Des héros anonymes, discrets. Autant en arrivant sur ce stade j’ai eu un pincement au cœur, autant je suis reparti apaisé d’avoir vu ces femmes et ces hommes qui après 40, 50, 60 heures et plus d’efforts dantesques, ne se la « pétait » pas.
Le dépassement de soi, l’effort gratuit, rien d’autre qu’un rendez-vous avec soi-même. J’ai vu des gens en grande souffrance sur le parcours, j’en ai fait partie et toujours, une parole d’encouragement, une tape dans le dos de celui ou celle qui me doublait à ce moment-là.
Le premier a terminé la course en un peu plus de 23h, le dernier en 66h10mn. Ils ont connu la chaleur écrasante, le froid dans les hauteurs, la soif, la fatigue, le doute. Je vous admire et vous respecte profondément.
Le seul point noir ? Des carences, assez graves au niveau de l’organisation et de l’agence de voyage qui nous a vendu le « package » (nous avons loupé l’avion du retour). Je n’en dirais pas plus, ce n’est ni le lieu ni l’objet de cette file.
Serions-nous allés au bout de cette course sans certains avatars ? La probabilité est très faible pour poser une réponse affirmative tellement cette épreuve est dure, mais qui sait ? Entre la reconnaissance 3 jours avant la course, la course par elle-même et la rando que nous avons fait la semaine suivante, nous avons fait la moitié de cette « Diagonale »
Sinon, ce séjour Futures un enchantement. Des gens gentils partout, des paysages à couper le souffle. Les photos de mes 2 « relayeurs » ne donnent qu’un modeste aperçu de la réalité.
Nous revenons « différents » de ce séjour et l’expérience que nous avons vécue nous laissera des souvenirs indélébiles.

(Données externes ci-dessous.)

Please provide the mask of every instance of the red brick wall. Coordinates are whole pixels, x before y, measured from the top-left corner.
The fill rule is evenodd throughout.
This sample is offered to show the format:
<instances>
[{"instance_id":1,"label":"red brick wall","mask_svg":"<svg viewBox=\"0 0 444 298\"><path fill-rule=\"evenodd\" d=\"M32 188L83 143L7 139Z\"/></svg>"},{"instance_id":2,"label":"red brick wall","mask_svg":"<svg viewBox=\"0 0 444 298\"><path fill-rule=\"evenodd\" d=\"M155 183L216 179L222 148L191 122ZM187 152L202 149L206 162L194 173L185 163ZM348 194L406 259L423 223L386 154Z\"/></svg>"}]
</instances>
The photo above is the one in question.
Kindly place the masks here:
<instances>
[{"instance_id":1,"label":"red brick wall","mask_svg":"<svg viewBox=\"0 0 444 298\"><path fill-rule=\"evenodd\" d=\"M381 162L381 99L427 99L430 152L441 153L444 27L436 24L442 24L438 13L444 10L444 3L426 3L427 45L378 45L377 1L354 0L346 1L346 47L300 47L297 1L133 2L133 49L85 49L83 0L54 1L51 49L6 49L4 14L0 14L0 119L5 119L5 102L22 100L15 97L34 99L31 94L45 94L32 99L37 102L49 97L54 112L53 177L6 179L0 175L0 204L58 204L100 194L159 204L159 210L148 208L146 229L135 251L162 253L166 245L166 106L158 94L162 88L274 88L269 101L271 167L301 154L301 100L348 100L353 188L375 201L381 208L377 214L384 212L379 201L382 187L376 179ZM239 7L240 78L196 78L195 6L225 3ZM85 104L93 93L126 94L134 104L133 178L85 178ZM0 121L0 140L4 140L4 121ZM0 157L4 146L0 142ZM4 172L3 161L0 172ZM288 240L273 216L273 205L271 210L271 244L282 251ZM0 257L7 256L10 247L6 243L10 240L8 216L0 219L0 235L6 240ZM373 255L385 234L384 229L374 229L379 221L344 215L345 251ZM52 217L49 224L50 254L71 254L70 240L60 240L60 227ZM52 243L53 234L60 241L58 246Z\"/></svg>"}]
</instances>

Nous avons souffert un an pour nous préparer, nous avons réussi à prendre le départ, nous sommes allés au bout de nos forces, au bout de nos rêves.
Tant que l’Homme sera capable de tels dépassements, de telles abnégations, je continuerai à croire en un monde meilleur pour tous.
Retournerons-nous à la Réunion ? Nous en avons très envie.
Retenterons-nous notre chance sur la diagonale ? Nous ne nous posons pas la question aujourd’hui, mais demain qu’en sera-t-il ? Forcement que nous nous la poserons un jour, d’autant que nous venons, aujourd’hui, de nous inscrire au « Grand raid du Morbihan 2018 » et ces 177km……
Enfin, pour conclure, un grand grand merci à tous pour vos encouragements et pour vos messages de soutien dans les moments difficiles. Vous nous avez été d’une aide incroyable !
Nous vous remercions du fond du cœur !
Pedro, Laurent C et Sylvain P un grand merci spécial pour avoir été nos messagers tout au long de cette file.